Mitt Romney may claim that he had not been directly involved in the Dade and KB death spirals or others before and since. But as a damning New York Times examination showed in December, Romney still reaps millions of dollars annually from Bain:
Though Mr. Romney left Bain in early 1999, he received a share of the corporate buyout and investment profits enjoyed by partners from all Bain deals through February 2009: four global buyout funds and 18 other funds, more than twice as many overall as Mr. Romney had a share of the year he left. He was also given the right to invest his own money alongside his former partners. Because some of the funds and deals covered by Mr. Romney's agreement will not fully wind down for several years, Mr.

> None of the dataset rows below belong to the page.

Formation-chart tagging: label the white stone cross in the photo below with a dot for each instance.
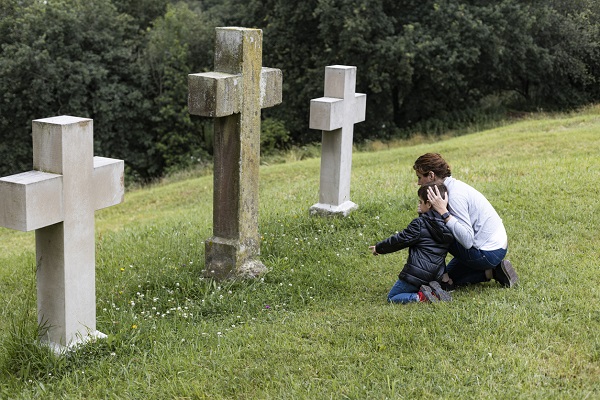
(235, 94)
(57, 200)
(335, 114)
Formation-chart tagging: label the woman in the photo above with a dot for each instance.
(481, 241)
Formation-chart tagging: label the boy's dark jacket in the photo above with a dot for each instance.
(428, 240)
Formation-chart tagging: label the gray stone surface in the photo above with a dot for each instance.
(234, 94)
(58, 200)
(335, 114)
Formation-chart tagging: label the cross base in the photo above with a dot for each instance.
(60, 349)
(330, 210)
(228, 258)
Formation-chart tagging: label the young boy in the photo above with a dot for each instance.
(428, 240)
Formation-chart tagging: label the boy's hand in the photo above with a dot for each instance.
(439, 203)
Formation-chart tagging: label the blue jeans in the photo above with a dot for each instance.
(403, 292)
(469, 265)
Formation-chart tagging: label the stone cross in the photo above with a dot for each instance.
(335, 114)
(234, 95)
(57, 200)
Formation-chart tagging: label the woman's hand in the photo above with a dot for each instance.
(439, 203)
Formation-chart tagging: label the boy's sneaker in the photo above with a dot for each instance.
(505, 274)
(439, 292)
(428, 293)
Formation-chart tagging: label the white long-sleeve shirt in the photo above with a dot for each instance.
(476, 223)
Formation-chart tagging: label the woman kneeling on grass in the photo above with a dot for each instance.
(481, 241)
(428, 240)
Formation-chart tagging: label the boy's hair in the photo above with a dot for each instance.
(422, 192)
(432, 162)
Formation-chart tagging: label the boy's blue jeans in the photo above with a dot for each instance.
(469, 265)
(403, 292)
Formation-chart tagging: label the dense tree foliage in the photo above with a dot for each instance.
(424, 65)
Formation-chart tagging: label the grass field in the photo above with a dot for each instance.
(317, 325)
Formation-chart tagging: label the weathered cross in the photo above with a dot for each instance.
(234, 95)
(57, 200)
(335, 114)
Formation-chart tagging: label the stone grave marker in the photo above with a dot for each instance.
(58, 200)
(335, 114)
(233, 95)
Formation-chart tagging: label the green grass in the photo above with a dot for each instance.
(317, 325)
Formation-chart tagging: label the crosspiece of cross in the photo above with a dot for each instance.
(58, 200)
(335, 114)
(234, 95)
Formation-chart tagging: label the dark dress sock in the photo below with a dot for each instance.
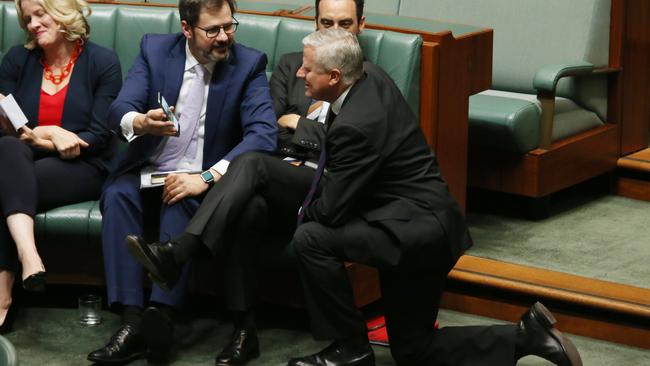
(168, 311)
(132, 315)
(186, 246)
(244, 320)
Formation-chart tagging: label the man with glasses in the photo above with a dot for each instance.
(220, 108)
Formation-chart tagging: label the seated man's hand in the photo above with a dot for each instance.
(289, 121)
(179, 186)
(30, 136)
(154, 122)
(66, 143)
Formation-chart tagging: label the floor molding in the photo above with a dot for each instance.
(584, 306)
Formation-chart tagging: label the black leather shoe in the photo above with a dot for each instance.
(337, 354)
(158, 334)
(243, 347)
(538, 336)
(125, 345)
(157, 258)
(35, 282)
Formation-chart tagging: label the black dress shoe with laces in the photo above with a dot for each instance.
(158, 334)
(125, 345)
(337, 354)
(35, 282)
(538, 336)
(157, 258)
(243, 347)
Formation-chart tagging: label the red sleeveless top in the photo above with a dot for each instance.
(50, 109)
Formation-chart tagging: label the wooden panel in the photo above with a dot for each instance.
(541, 172)
(584, 306)
(632, 188)
(553, 285)
(635, 124)
(429, 64)
(604, 328)
(638, 161)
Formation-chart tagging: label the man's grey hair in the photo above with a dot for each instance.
(337, 49)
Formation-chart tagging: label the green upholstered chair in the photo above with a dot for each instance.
(8, 355)
(545, 123)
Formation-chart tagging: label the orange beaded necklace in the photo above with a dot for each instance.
(48, 74)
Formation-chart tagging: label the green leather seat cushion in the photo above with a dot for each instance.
(80, 222)
(509, 121)
(120, 28)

Romney is still entitled to a share of some of Bain's profits.
Some of those profits came from companies like the now-shuttered KB Toys and Clear Channel Communications, which axed 2,500 employees after its purchase by Bain.
Reflecting on his time at Bain, Romney in 2007 sounded almost remorseful about the kind of plunder for profit the New York Times described this week:
"It is one thing that if I had a chance to go back I would be more sensitive to," Mr. Romney said. "It is always a balance. Great care has got to be taken not to take a dividend or a distribution from a company that puts that company at risk." He added that taking a big payment from a company that later failed "would make me sick, sick at heart."
If Mitt Romney becomes the 45th President of the United States, it will be the American people who would become sick at heart. While Paul Krugman predicted "I think Ireland is America's future if Romney is president," his fellow Nobel Prize winning economist Joseph Stiglitz warned, "The Romney plan is going to slow down the economy, worsen the jobs deficit and significantly increase the likelihood of a recession." Or as Mark Hopkins of Moody Analytics summed it up:
"On net, all of these policies would do more harm in the short term. If we implemented all of his policies, it would push us deeper into recession and make the recovery slower."
To put it another way, if Romney wins, America loses. Of course, that sickening result is one Mitt Romney knows all too well.